Logging and auditing¶
The API node outputs three kinds of logs:
Regular runtime logs (in the
run/apimain.log
file)Audit logs for the administration API
Logs of queries
Logging of queries is especially important if you plan on implementing a feedback loop. Knowing what has been predicted for what records is important. You’ll also need to have a way to retrieve “what finally happened” for each record that the API node predicted (did this customer convert? churn? was it a fraud? did the sensor fail? …)
By default:
Administration API audit logs are written to the same
run/apimain.log
fileQueries are logged in the
run/audit
folder
How to configure audit and query logging¶
Audit and query logging is done through the standard Java Log4J logging mechanism.
Note
Dataiku DSS has been confirmed to be not vulnerable to the family of vulnerabilities regarding Log4J. No mitigation action nor upgrade is required. Dataiku does not use any affected version of Log4J, and keeps monitoring the security situation on all of its dependencies.
You can set the destination of these loggers by modifying the Log4J appenders in the bin/log4j.properties
file
The loggers used for audit logging are:
dku.apinode.audit.queries:
Logs all queries to prediction endpoints, in a JSON format. The log message includes the input features, the prediction results, and timing information
dku.apinode.audit.auth
Logs authentication failures, both on Admin and User APIs
dku.apinode.audit.admin
Logs all modifications done through the admin API. The log message includes details about the API key used to perform the call
dku.apinode.audit.allcalls
Logs basic information for all API calls, both Admin and User APIs. It is generally not recommended to enable this logger
How to turn on query logging¶
In your API_DATA_DIRECTORY, create a directory and subdirectory called resources/logging
.
In the logging directory, add a file called dku-log4j.properties
.
Copy the following content into dku-log4j.properties
# By default, send audit logging to a specific file in run
# For an inalterable audit log, this should be sent to an external system,
# not controlled by the DSS user
log4j.appender.AUDITFILE=org.apache.log4j.RollingFileAppender
log4j.appender.AUDITFILE.File=${DIP_HOME}/run/audit/audit.log
log4j.appender.AUDITFILE.MaxFileSize=100MB
log4j.appender.AUDITFILE.MaxBackupIndex=20
log4j.appender.AUDITFILE.layout=com.dataiku.dip.logging.JSONAuditLayout
# Queries logging: use rolling files.
log4j.appender.QUERIES_AUDIT_FILE=org.apache.log4j.RollingFileAppender
log4j.appender.QUERIES_AUDIT_FILE.File=${DIP_HOME}/run/api-queries/queries.log
log4j.appender.QUERIES_AUDIT_FILE.MaxFileSize=10MB
log4j.appender.QUERIES_AUDIT_FILE.MaxBackupIndex=10
log4j.appender.QUERIES_AUDIT_FILE.layout=org.apache.log4j.PatternLayout
log4j.appender.QUERIES_AUDIT_FILE.layout.ConversionPattern={"timestamp" : "%d{yyyy/MM/dd-HH:mm:ss.SSS}Z", "logger": "%c", "severity" : "%p", "message" : %m}%n
# Remove audit logs from regular CONSOLE logger
log4j.additivity.dku.audit=false
log4j.logger.dku.audit= INFO, AUDITFILE
# And enable it
log4j.additivity.dku.audit.generic=false
log4j.logger.dku.audit.generic= INFO, QUERIES_AUDIT_FILE
Then, restart your API node (./bin/dss restart).

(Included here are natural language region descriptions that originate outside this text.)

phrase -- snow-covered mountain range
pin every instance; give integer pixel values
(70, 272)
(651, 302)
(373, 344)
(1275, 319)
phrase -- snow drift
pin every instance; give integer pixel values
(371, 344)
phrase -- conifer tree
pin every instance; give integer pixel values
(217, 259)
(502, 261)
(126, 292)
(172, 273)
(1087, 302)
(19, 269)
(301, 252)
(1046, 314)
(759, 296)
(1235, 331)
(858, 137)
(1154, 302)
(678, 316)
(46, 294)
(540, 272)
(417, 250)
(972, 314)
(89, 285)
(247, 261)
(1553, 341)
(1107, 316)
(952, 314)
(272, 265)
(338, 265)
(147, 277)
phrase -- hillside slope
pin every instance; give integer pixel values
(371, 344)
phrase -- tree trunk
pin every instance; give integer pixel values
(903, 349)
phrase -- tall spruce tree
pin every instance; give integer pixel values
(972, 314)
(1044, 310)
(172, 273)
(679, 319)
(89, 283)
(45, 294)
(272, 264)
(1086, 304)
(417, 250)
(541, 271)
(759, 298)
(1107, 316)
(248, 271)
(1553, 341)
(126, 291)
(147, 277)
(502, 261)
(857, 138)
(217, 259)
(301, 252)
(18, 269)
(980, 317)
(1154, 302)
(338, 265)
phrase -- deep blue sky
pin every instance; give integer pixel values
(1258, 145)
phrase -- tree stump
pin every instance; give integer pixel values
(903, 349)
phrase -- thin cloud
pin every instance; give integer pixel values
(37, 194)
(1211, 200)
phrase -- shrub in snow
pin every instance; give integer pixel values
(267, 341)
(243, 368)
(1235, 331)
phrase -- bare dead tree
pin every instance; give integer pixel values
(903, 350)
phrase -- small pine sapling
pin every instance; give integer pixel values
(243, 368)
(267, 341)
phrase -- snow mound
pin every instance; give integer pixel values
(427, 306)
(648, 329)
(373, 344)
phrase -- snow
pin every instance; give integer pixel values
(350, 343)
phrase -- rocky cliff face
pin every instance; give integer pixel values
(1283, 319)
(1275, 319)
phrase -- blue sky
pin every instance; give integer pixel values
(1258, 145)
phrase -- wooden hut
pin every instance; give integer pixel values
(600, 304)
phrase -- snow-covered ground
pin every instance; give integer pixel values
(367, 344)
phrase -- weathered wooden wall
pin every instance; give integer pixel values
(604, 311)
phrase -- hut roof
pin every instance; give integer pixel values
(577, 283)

You should now see queries logged in the run/audit
folder.
Logging queries to Kafka¶
Apache Kafka is a distributed message queue, which can be used to get query logs out of the API node.
To enable logging queries to Kafka:
Add all jars from the Kafka distribution to the
lib/java
folderReplace the “Queries logging” part of
bin/log4j.properties
by the following snippet:
log4j.appender.QUERIES_KAFKA=org.apache.kafka.log4jappender.KafkaLog4jAppender
log4j.appender.QUERIES_KAFKA.BrokerList=kafka1:9092,kafk2:9092,kafka:9093
log4j.appender.QUERIES_KAFKA.Topic=dku-apinode-audit
log4j.appender.QUERIES_KAFKA.layout=com.dataiku.dip.logging.JSONAuditLayout
log4j.additivity.dku.apinode.audit.queries=false
log4j.logger.dku.apinode.audit.queries= INFO, QUERIES_KAFKA
Note
You can also send administration and authentication audit logs to Kafka by setting appropriate configuration for the other audit loggers.